1 μg of total RNA, 5 pmol of reverse primer and 20 U of SuperScript III reverse transcriptase (Life Technology) were mixed in 20 μl of RT buffer. To reverse transcribe the RNA, the reaction was incubated at 50 °C for 50 minutes. A tenth part of the RT reaction was used for cDNA amplification. The reaction was performed in 20 μl and contained 10 pmol of specific forward and reverse primers, 200 μM dNTPs, 1 x Taq polymerase buffer and 1 U of Platinum Taq DNA polymerase (Life Technology). The amplification was carried out in an Eppendorf PCR System Thermocycler under the following conditions: initial denaturation for 30 seconds at 94 °C, 30 cycles of touch down PCR with 30 seconds at 94 °C, 30 seconds at (65 °C–55 °C for first 20 cycles and 55 °C last 10 cycles) and an extension of 60 seconds at 72 °C. After the last cycle, the reaction was held for 5 minutes at the extension temperature to complete the amplification of all products. Primers used were: ACOXL-S2:GGCTCCAGATGGACAGTACC; ACOXL-AS2:AGGGTCTGTGTTTGGTGCTC; CGD91-F1 :GCTTGTGGCTGTGATAAGCA; CGD91-R1:GCATTGTTCCTTTCCTGCAT; F-FIT2 :GAGAGCTACCTCAGCAACAAGC; R-FIT2 :GAGATGTCAAAGCCATGCCA; MAP2-F :CTGCACACTCACATCCACCT; MAP2-R :TGTTCACCTTTCAGGACTGC; NR1H2-F :GGCTTCCACTACAACGTGCT; NR1H2-R:TGACTGTGACTCCTGCTGCT; F-PEX11A :CGACTCTTCAGAGCCACTCA; R-PEX11A:GCCTAGTCTGAACCATTTACGAC; PRKCE-F :AGCTGGCTGTCTTTCACGAT; PRKCE-R :CTGCAATGGGAGCAGTAGGT; ST3GAL2-F1 :AACCACCCACCATTTCATGT; ST3GAL2-R1 :TCCCAGTAGTGGTGCCAGTT; ST3GALNAC-F:GTGGCCTGTTCAATCTCTCC; ST3GALNAC-R:AGTCATGGGCATCGATGTTG; TUBB4-F :CAGTGACCTGCAACTGGAGA; TUBB4-R:TCCTCGCGGATCTTACTGAT; CYPIIE1-F2 :CTGAAAGGGTGAAGGAGCAC; CYPIIE1-R2:GGTGATGAACCGCTGAATCT; TRAK2-F:ACAGACAGGGTGGAGCAGAT; TRAK2-R:GCTTTTCTTGCAGCATTTCC;

2.5 Patient tissue

Tissue was received from the NICHD Brain and Tissue Bank that has received consent for the donation of tissue for research from the legal next of kin of all donors described. The Brain and Tissue adheres to the standard of the Institutional Review Board of the University of Maryland School of Medicine in Baltimore, Maryland. Consents are on file in the office of the NICHD Brain and Tissue Bank.

2.6 Statistical analysis

Changes in the genes expression were analyzed using unpaired t-tests (Graph Pad Prism 6 Software).

3 Results

3.1 Construction of SNORD116 and SNORD115 expression clones

To analyze the influence of SNORD115 and SNORD116 on gene expression, we generated a series of cDNA constructs. The SNORD expression cassette consists of two non-coding exons flanking an intron that hosts the snoRNA under the control of a CMV promoter (Figure 1A, B).

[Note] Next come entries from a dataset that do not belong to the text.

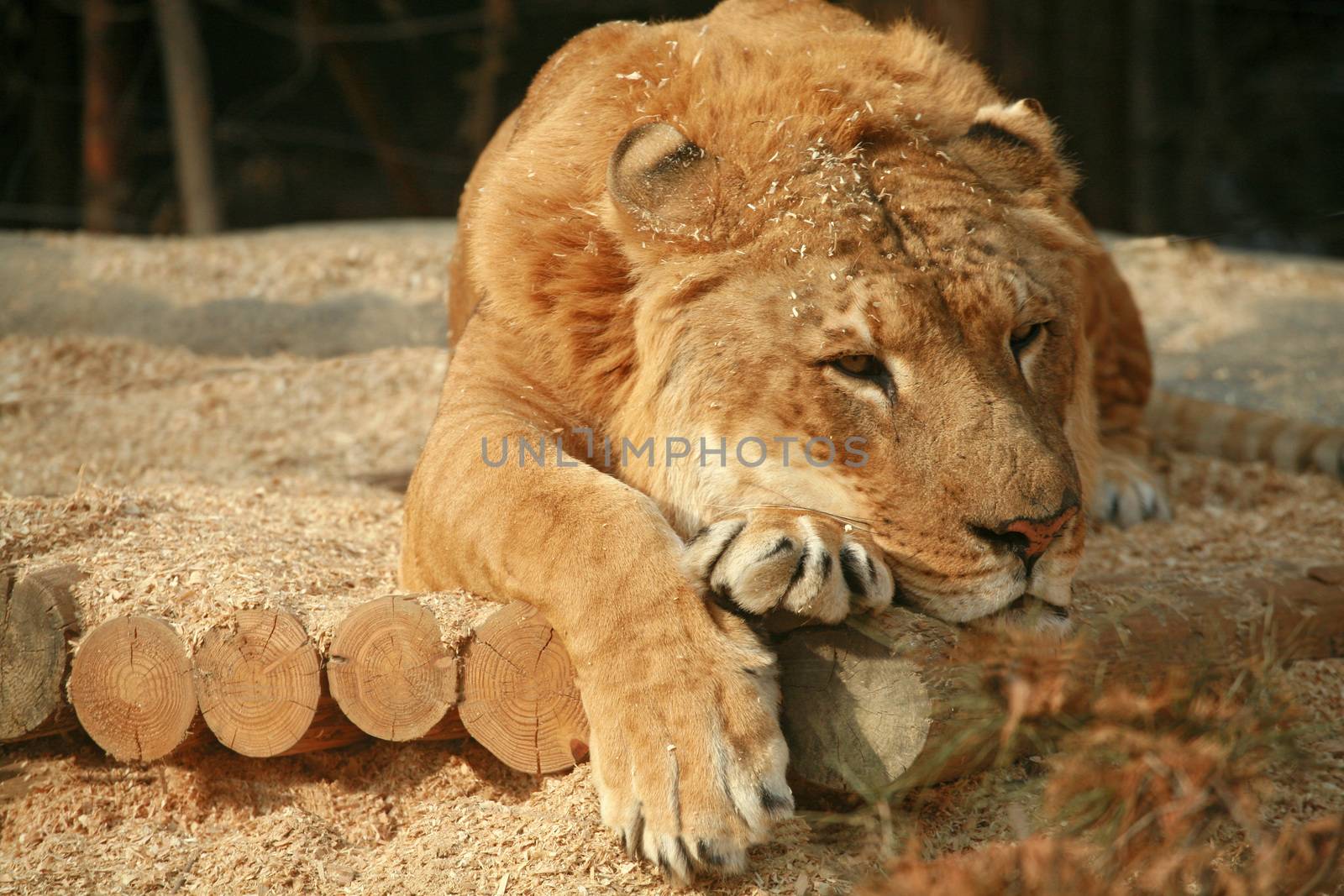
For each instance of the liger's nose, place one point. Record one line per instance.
(1030, 537)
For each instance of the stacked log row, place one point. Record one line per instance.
(132, 688)
(871, 705)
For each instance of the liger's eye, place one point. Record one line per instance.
(860, 365)
(1025, 336)
(867, 369)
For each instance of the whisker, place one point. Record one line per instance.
(853, 520)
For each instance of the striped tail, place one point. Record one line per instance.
(1222, 430)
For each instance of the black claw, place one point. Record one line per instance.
(632, 849)
(727, 543)
(826, 566)
(850, 570)
(797, 574)
(774, 802)
(683, 853)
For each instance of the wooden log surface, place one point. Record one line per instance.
(259, 681)
(900, 700)
(132, 688)
(390, 671)
(262, 689)
(38, 620)
(519, 699)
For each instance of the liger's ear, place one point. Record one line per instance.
(1014, 148)
(664, 181)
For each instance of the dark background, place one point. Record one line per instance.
(1218, 118)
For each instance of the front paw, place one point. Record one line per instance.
(687, 752)
(777, 559)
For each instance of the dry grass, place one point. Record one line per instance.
(192, 485)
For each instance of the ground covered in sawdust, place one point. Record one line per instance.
(192, 484)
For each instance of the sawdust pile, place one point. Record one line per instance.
(192, 485)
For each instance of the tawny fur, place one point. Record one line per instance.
(796, 187)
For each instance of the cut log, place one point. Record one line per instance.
(519, 699)
(390, 671)
(259, 681)
(898, 700)
(132, 688)
(261, 689)
(38, 618)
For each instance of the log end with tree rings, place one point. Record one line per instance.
(519, 699)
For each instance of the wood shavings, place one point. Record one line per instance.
(197, 485)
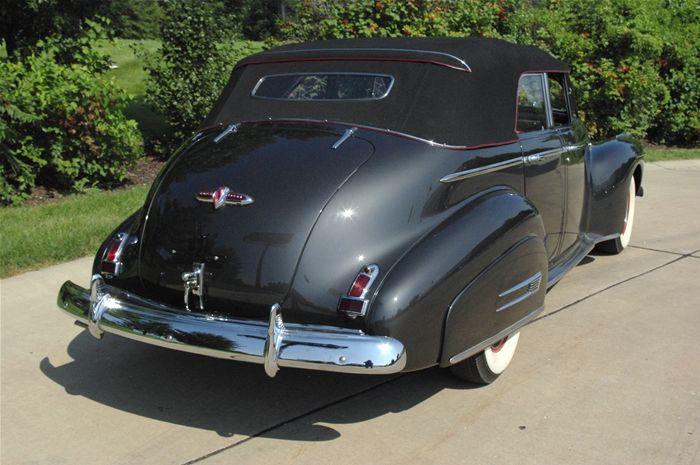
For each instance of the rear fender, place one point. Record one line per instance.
(610, 165)
(412, 302)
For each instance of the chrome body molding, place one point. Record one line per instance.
(521, 291)
(230, 129)
(346, 135)
(543, 157)
(501, 165)
(493, 339)
(273, 343)
(253, 93)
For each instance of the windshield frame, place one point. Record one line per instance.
(325, 73)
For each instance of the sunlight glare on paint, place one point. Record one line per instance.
(347, 213)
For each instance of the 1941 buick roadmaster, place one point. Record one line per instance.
(367, 206)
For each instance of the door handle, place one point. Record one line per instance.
(543, 157)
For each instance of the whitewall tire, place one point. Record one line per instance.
(486, 366)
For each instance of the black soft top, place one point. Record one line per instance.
(454, 91)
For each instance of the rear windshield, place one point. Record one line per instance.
(324, 86)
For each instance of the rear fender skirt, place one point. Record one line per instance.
(413, 300)
(610, 165)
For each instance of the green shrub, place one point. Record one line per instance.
(186, 75)
(635, 63)
(336, 19)
(60, 126)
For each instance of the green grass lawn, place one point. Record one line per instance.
(129, 73)
(131, 76)
(36, 236)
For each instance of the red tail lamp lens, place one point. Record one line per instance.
(351, 306)
(354, 303)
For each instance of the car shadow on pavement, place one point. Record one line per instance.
(232, 398)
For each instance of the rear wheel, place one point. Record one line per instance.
(617, 245)
(486, 366)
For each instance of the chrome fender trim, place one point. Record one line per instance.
(493, 339)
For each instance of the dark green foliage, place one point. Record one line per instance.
(333, 19)
(636, 64)
(192, 66)
(133, 19)
(60, 126)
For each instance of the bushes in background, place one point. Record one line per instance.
(60, 126)
(635, 64)
(336, 19)
(192, 66)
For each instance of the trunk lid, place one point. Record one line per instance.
(250, 252)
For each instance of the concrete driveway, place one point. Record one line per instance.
(609, 375)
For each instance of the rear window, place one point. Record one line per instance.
(324, 86)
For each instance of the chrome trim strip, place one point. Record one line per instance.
(545, 156)
(487, 342)
(272, 343)
(335, 73)
(531, 286)
(230, 129)
(365, 49)
(346, 135)
(501, 165)
(432, 143)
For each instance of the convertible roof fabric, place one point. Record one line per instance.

We transfected HEK 293T cells with the SNORD116 constructs and analyzed total RNA after 40 hours of the transfection using RNase protection assay (RPA) (Figure 1C). Endogenous SNORD116 is not detectable using RPA in HEK 293T cells. Transfecting a cDNA expressing wild-type SNORD116 results in detectable snoRNA expression that is however weaker than the expression observed in brain (Figure 1D, E). We also overexpressed SNORD115 using this approach, as previously described (Kishore and Stamm, 2006; Kishore et al., 2010) and found that HEK 293T cells do not express SNORD115 endogenously (Figure F, G).

To improve SNORD116 expression, we thus mutated splice sites into the mammalian consensus. The 5′ splice site was mutated from TGgtaaggcac to AGgtaagttat and the 3′ splice site form gtgttgtcttcacag to cttttctcttcacag. Improvement of the 5′ splice site strongly increased SNORD116 expression, whereas changing the 3′ splice site had only a minor effect. Combining both splice site mutations showed no additional increase (Figure 1D, E). Similar to previous reports (Shen et al., 2011), we observed shorter SNORD116 fragments using these constructs that reflect the situation in brain. We thus used the SNORD116 construct with the optimized 5′ splice site for further studies. The data show that SNORD116 expression levels can be controlled at the level of splice site quality.

3.2 Array analysis of SNORD overexpression in HEK 293T cells

To determine the effect of SNORDs missing in PWS on gene expression, we performed four different array experiments using Splicearrays (Affymetrix). Splicearrays are genome wide oligonucleotide-based arrays that are built on exon-specific probes (Johnson et al., 2003). Importantly, these arrays contain exon junction probes. Thus, in addition to a deregulation in overall gene expression, they detect changes in alternative splicing.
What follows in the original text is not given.